Alain Finkielkraut et le Monde

Le pôle d'indépendance du Monde à réagi dans ses colonnes après avoir décelé les manœuvres financières du milliardaire Tchèque Kretinsky pour monter dans le capital du groupe le Monde. À l'issue de l'appel de ses journalistes pour obtenir des garanties de ses actionnaires sur la protection de leur indépendance éditoriale, ils ont reçu le soutien de cinq cents grands lecteurs venus de tous les horizons de la société. Le Monde a reçu des centaines de lettres de soutien.
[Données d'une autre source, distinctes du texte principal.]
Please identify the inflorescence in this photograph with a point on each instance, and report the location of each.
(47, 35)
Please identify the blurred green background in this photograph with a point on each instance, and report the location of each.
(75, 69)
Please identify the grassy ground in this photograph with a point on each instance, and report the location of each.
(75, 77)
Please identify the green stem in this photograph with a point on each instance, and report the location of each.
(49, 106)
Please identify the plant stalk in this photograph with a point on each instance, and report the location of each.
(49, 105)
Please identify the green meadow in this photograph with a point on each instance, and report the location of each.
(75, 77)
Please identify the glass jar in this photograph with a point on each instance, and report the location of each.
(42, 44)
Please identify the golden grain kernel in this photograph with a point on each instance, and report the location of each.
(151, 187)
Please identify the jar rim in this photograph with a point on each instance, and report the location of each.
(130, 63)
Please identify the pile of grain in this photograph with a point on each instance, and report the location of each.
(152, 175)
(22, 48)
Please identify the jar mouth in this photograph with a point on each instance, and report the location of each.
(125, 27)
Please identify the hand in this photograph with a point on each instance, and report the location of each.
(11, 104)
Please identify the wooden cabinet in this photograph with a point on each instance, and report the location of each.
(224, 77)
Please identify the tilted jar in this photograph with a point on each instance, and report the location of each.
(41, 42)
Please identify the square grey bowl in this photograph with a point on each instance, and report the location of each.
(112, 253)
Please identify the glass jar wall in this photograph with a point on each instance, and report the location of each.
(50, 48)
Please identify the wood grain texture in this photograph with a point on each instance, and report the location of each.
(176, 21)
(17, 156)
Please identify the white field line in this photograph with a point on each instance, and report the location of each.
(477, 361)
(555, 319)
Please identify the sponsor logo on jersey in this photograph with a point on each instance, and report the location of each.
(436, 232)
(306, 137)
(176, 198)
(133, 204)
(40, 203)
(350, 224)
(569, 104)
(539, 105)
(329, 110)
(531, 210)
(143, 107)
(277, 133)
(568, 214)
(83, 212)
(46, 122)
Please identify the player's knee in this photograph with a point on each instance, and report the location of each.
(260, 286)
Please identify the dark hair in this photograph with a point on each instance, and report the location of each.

Je me suis étonné de ne pas trouver parmi les grandes signatures de l'appel des cinq cents le nom d'Alain Finkielkraut, intellectuel et philosophe bien connu de la scène médiatique. Il est en particulier le réalisateur de l'émission Repliques sur France Culture. Avant hier, il était l'invité de Guillaume Erner dans les matins de France Culture à l'occasion de la publication de son dernier livre sous le titre À la première personne.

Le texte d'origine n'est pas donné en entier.